Parmi celles-ci, la circulaire exige que les établissements d'enseignement professionnel garantissent que l'organisation de l'appareil et le mécanisme de gouvernance sont établis et fonctionnent conformément aux dispositions de la loi, conformément aux fonctions, aux tâches, à l'échelle et à l'orientation du développement; Le corps enseignant doit garantir un nombre suffisant; les normes professionnelles par secteur, profession, niveau de formation; Avoir des programmes et des manuels complets pour les secteurs et professions de formation,...
Quantifier la qualité opérationnelle avec 10 indicateurs spécifiques
La circulaire stipule 10 indicateurs de fonctionnement des établissements d'enseignement professionnel afin d'évaluer l'efficacité de la formation, le niveau de satisfaction des exigences de qualité et la cohésion avec le marché du travail.
De nombreux indicateurs sont définis avec des seuils d'exigences spécifiques, tels que: Le taux de diplômés ayant un emploi correspondant au groupe de secteurs et de professions de formation ou continuant à étudier pour améliorer leurs qualifications atteint 70% ou plus; le taux d'étudiants et de diplômés satisfaits de la qualité de la formation atteint 70% ou plus; le taux d'employeurs satisfaits de la capacité des diplômés à répondre aux exigences du travail atteint 70% ou plus; le taux de programmes de formation avec la participation des employeurs au processus de formation atteint 70% ou plus...
La circulaire fixe également l'exigence de promouvoir la transformation numérique dans l'enseignement professionnel, dans laquelle le pourcentage de matières et de modules garantissant les conditions d'enseignement en ligne de chaque programme de formation doit atteindre 20% ou plus.

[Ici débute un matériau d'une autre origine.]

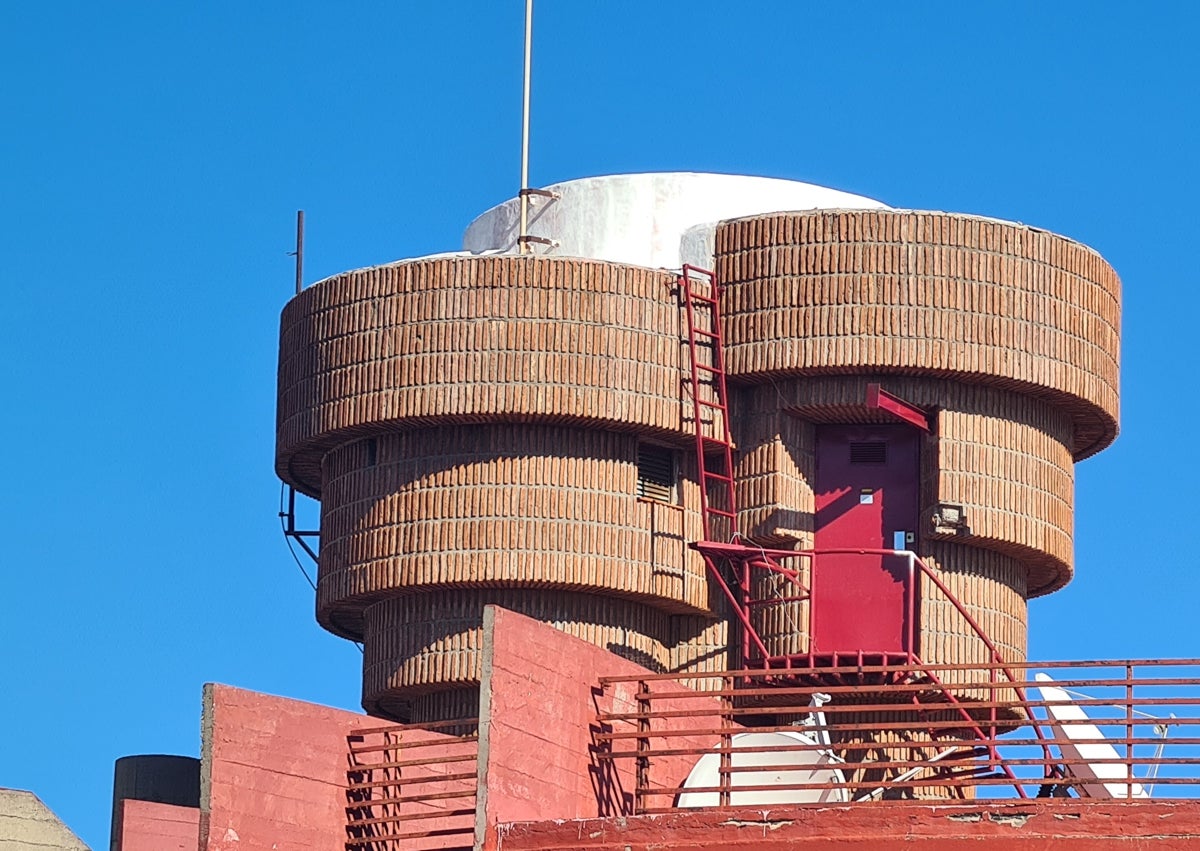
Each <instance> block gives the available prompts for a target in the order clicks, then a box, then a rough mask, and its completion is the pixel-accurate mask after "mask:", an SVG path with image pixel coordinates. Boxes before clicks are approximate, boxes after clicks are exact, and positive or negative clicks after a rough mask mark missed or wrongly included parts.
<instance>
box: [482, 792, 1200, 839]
mask: <svg viewBox="0 0 1200 851" xmlns="http://www.w3.org/2000/svg"><path fill="white" fill-rule="evenodd" d="M497 832H498V834H499V837H500V840H499V841H498V843H497V844H496V845H494V847H502V846H503V849H504V851H566V850H568V849H570V850H571V851H576V850H578V851H586V850H589V849H595V850H596V851H600V850H601V849H604V850H605V851H607V850H608V849H623V850H624V851H719V850H721V849H746V850H749V849H754V850H755V851H774V850H775V849H779V850H780V851H782V850H784V849H826V847H835V849H839V851H882V850H887V849H901V847H902V849H919V850H920V851H960V850H961V849H982V850H986V851H991V850H995V851H1062V850H1064V849H1066V850H1067V851H1102V850H1103V851H1109V850H1111V849H1129V850H1130V851H1133V850H1134V849H1139V850H1153V851H1184V850H1187V851H1196V849H1200V802H1195V801H1162V802H1145V801H1144V802H1135V803H1128V802H1117V801H1074V802H1070V803H1068V802H1064V801H1008V802H998V801H997V802H989V803H988V804H986V805H980V804H979V803H972V804H955V805H949V807H930V805H923V804H916V803H894V804H892V803H889V804H884V805H866V807H806V808H785V807H779V808H772V809H770V810H767V811H763V810H739V811H730V810H725V811H714V810H709V811H692V813H688V811H680V813H676V814H671V815H662V816H636V817H630V819H589V820H577V821H565V822H564V821H556V822H551V821H542V822H540V823H526V825H503V826H500V827H499V828H498V831H497Z"/></svg>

En outre, un certain nombre d'indicateurs reflétant l'efficacité de la formation et la capacité d'organisation de la formation des établissements d'enseignement professionnel sont également spécifiés, tels que: le taux d'inscription par rapport aux objectifs de recrutement atteint 50% ou plus; le taux d'apprenants ayant terminé le programme de formation à temps atteint 60% ou plus; le taux de temps d'enseignement assuré par les enseignants permanents atteint 60% ou plus.
Renforcer la gestion des données et la responsabilité
Selon la circulaire, l'évaluation du niveau de conformité aux normes des établissements d'enseignement professionnel est effectuée sur la base des données et des preuves mises à jour des établissements d'enseignement professionnel. Chaque année, les établissements doivent procéder à une auto-évaluation du niveau de conformité aux normes; les données sont finalisées au 31 décembre de l'année de rapport et le rapport final est publié au plus tard le 31 mars de l'année consécutive.
Les résultats de l'auto-évaluation doivent être rendus publics conformément à la réglementation. Les établissements d'enseignement professionnel sont également responsables de l'examen, de l'amélioration et de l'élaboration de plans pour maintenir et améliorer le niveau de conformité aux normes.
La circulaire précise également les responsabilités du ministère de l'Éducation et de la Formation, des services de l'Éducation et de la Formation et des organismes de gestion directs dans la mise à jour des données, l'orientation, l'inspection, l'évaluation et la divulgation des résultats de la mise en œuvre des normes des établissements d'enseignement professionnel.
La circulaire entre en vigueur le 29 avril 2026. Pour les établissements d'enseignement professionnel qui ont été créés, autorisés à être créés, divisés, séparés ou fusionnés avant le 1er janvier 2026, la circulaire stipule un délai de 60 mois à compter de la date d'entrée en vigueur de la circulaire pour répondre aux exigences des normes des établissements d'enseignement professionnel. Pendant ce temps, les établissements doivent toujours mettre à jour les données, s'auto-évaluer et élaborer une feuille de route d'amélioration conformément à la réglementation.